Here’s what the other adult in our house did: Woke up. Had Shower. Left for work.
Would a contract make any difference to this scenario? Probably not.
But that’s what a woman called Rebecca Onion has suggested. A baby pre-nup.
Yes, a baby pre-nup, a contract between expectant parents that divvies up the tasks of parenthood between mum and dad. A way to ensure your partner does equal housework, equal late nights, equal time spent on nappy duty.
Does that sound a little bit tempting to any mothers out there?
Onion doesn’t want to be like her friends who have children. It’s not their children she objects to – she’s 36 and ready to start a family. It’s the fighting and feelings of resentment over the ‘unwieldy burden of domestic life/planning’ that her friends tell her comes with baby.

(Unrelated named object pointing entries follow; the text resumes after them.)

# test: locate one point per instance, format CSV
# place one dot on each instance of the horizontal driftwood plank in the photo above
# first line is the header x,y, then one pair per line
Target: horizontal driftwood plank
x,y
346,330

Writing in Slate magazine yesterday, Onion said her girlfriends’ consistent complaints about the lack of domestic equality post-baby is scaring her off falling pregnant. She’s contemplating making her husband sign a baby ‘pre-nup’ stipulating how they’ll divide up the domestic tasks once baby arrives.
Babies are small but they come with a serious list of requirements that you can’t really grasp or prepare for until they arrive. Plus, these needs change frequently. Daily life with a newborn is vastly different to a 10 month old’s routine when it’s Weetbix and fruit for breakfast and no night feeds (sometimes). So how can you plan for that?
Also, what happens when one of you break the contract? And what’s the punishment? Does the winner or the loser get stuck with the baby duties?
I admire Onion’s lateral thinking but I don’t think a ‘baby nup’ will help her. Life changes dramatically post baby and the old ways of doing things just don’t serve you as well.
In my experience the early days with a baby were all about survival. Sleep deprivation makes even the simplest tasks seem difficult and the best laid plans bound to fail.